The Blog of Enmity
Bodyweight Without the Faggotry, Part Deux
Published 03/28/16 by -Enmity- [2 Comments]

Now that I've had some more time incorporating weights into a routine with Convict Conditioning, I've settled on the routine below.

At first, I was just doing parts of the Serge Nubret routine, but feeling myself get stronger made me curious as to how much my numbers had improved. I was pleasantly surprised to find my numbers at or above what they were towards the end of the time I was doing StrongLifts 5x5.

I always liked workouts like PHAT, which incorporated both heavy lifting and high volume, so I decided to make my own hybrid/powerbuilding routine. It follows A/B, but with periodization. Maybe A1/B1/A2/B2 is more appropriate. When describing the Convict Conditioning exercises, I will use "X" as the level I'm currently on, trying to reach the progression standards given here.

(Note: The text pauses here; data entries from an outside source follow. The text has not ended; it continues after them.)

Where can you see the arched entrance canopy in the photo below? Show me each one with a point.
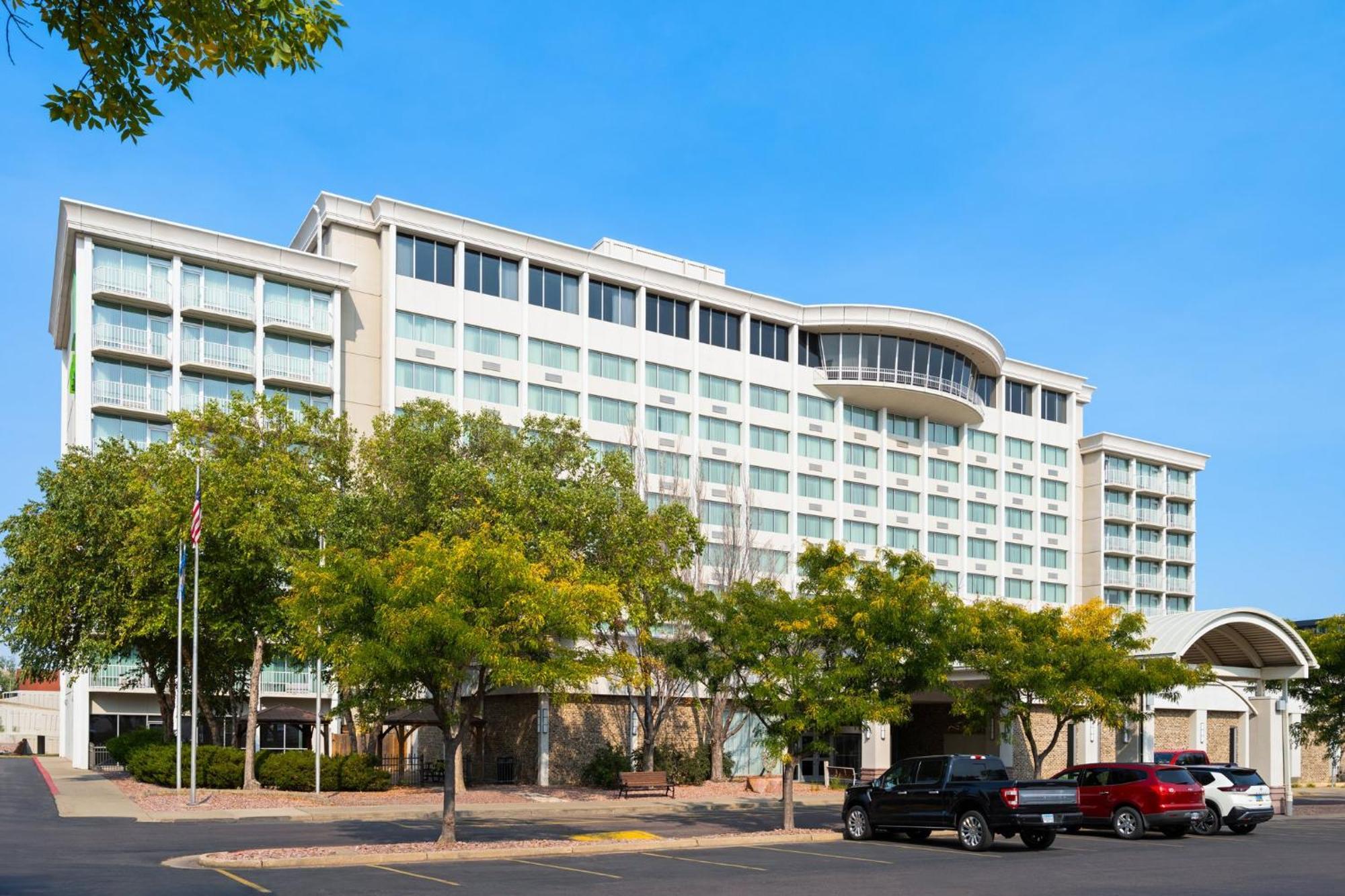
(1239, 643)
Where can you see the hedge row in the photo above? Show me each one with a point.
(223, 768)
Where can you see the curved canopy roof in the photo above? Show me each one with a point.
(1242, 642)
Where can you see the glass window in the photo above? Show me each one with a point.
(553, 290)
(490, 342)
(770, 341)
(613, 411)
(552, 400)
(668, 317)
(668, 378)
(496, 391)
(770, 479)
(432, 331)
(414, 374)
(770, 439)
(722, 389)
(611, 366)
(820, 487)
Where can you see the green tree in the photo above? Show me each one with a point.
(853, 646)
(1074, 665)
(130, 48)
(1324, 690)
(424, 616)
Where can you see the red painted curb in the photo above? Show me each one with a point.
(46, 776)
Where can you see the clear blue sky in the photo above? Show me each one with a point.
(1151, 196)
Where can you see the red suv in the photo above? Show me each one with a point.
(1132, 798)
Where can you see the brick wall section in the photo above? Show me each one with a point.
(1172, 728)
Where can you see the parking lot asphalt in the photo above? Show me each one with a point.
(44, 853)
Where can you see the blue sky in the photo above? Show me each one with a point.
(1149, 196)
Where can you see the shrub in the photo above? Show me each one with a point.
(603, 768)
(120, 748)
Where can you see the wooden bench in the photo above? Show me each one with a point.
(629, 782)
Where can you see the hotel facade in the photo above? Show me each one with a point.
(782, 423)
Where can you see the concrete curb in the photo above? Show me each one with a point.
(348, 860)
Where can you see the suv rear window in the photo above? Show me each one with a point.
(1175, 776)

For determining weight, starting with something comfortable and progressing in 5 lb. increments like StrongLifts does is what I did for Power days. This allowed me to work on form while I get to an adequate difficult (which happens quickly when progressing at this rate). For Hypertrophy days, I like the Serge Nubret suggestion of finding my 20 rep max and using that as the weight for my 12 rep sets. I always strive for good form, and keep the tempo Paul Wade suggests in Convict Conditioning: 2 seconds down, 1 second pause, 2 seconds up, 1 second pause, repeat (even on the weight lifting exercises).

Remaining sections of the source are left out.